Character: Horatio Caine
Fandom: CSI: Miami
Rating: FRAO
Disclaimer: I don't own him. More's the pity, because I could take real good care of him. Not making any money off of this.
Warning: Mentions of a same sex relationship.
Author's Notes: Underneath that cool, saintly exterior beats the heart of a true sinner.
Author's Notes 2: This is for my bro. *hugs*
Cross-posted: To
20_est_relships.
He drove me to it. He always had that kind of power over me. Fucking little twerp.
Raymond 'fucking' Caine.
He always lived his life knowing that I would clean up his messes like some servant in a medieval castle.
Christ!
To think at one time I actually cared for him...
There were days in our growing up years that I wished I had had the strength to ignore my need to protect him. Let our bastard of a father beat the living shit out of him and then maybe he would have understood all that mom and me did to save his sorry ass.
I HATE HIM!!!!!!!
I really do.
Speed tells me I shouldn't, but I can't stop myself. I can't forgive him for what he has done to Yelina, Ray Jr., Suzie, Madison.... Me...

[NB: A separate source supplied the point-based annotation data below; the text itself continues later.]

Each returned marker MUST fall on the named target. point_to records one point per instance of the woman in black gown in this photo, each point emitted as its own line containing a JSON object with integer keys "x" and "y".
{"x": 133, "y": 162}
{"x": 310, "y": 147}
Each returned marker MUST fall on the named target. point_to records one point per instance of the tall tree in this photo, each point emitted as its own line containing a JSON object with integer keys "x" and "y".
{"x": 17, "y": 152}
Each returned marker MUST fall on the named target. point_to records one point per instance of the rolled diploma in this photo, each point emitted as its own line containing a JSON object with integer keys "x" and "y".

Forgiveness is for saints...
or
God....
Although, I doubt the Man Upstairs would have anything to do with Raymond Caine.
I've washed my hands of him.
To think I came so close to....
*shudder*
*/*/*
Speed assured me that I need to resolve my feelings over what Ray had driven me to almost do, so he gave me this journal.
He is so amazing and wonders why I love him the way I do, but that is for another entry.
*/*/*
I had stepped outside of myself. I had watched myself yank open the door to the Hummer and rip Ray from the passenger seat. I had slammed him against the side of the Hummer so hard that I had heard his teeth rattle.
He had had the nerve to stare at me in shocked surprise... like a little kid not understanding what he had done to make his father so angry...
That had been the last straw.
I had drawn my gun and grounded it into his temple.
I had been one second from blowing his brains out.
One second...
"Don't!" I had heard from behind me. The quiet voice of reason.
"Give me one reason," I had growled because coherent thought had been losing ground to my growing rage.
"He's not worth it," I had been told.
"Yeah..." I had snarled. "He so is."
"Pull the trigger and you lose me," had been whispered in my ear as a hand had closed around mine.
I had let Speed take the gun from my hand. I couldn't afford to lose him.
Together we had put Ray on a plane to Brazil with the provision that he never darken his family's door step.
Yelina and Ray, Jr had moved on, although I'm still weary about Rick Stetler. Suzie and Madison are living with us, so that Madison is surrounded by people who love her.
*/*/*
I look over this and I have to say that Speed was right. He usually is, but when I admit that he gets so smug that I'm forced to punish him.
If you read this, Timothy, and I know you will, I want you to know that you are my life.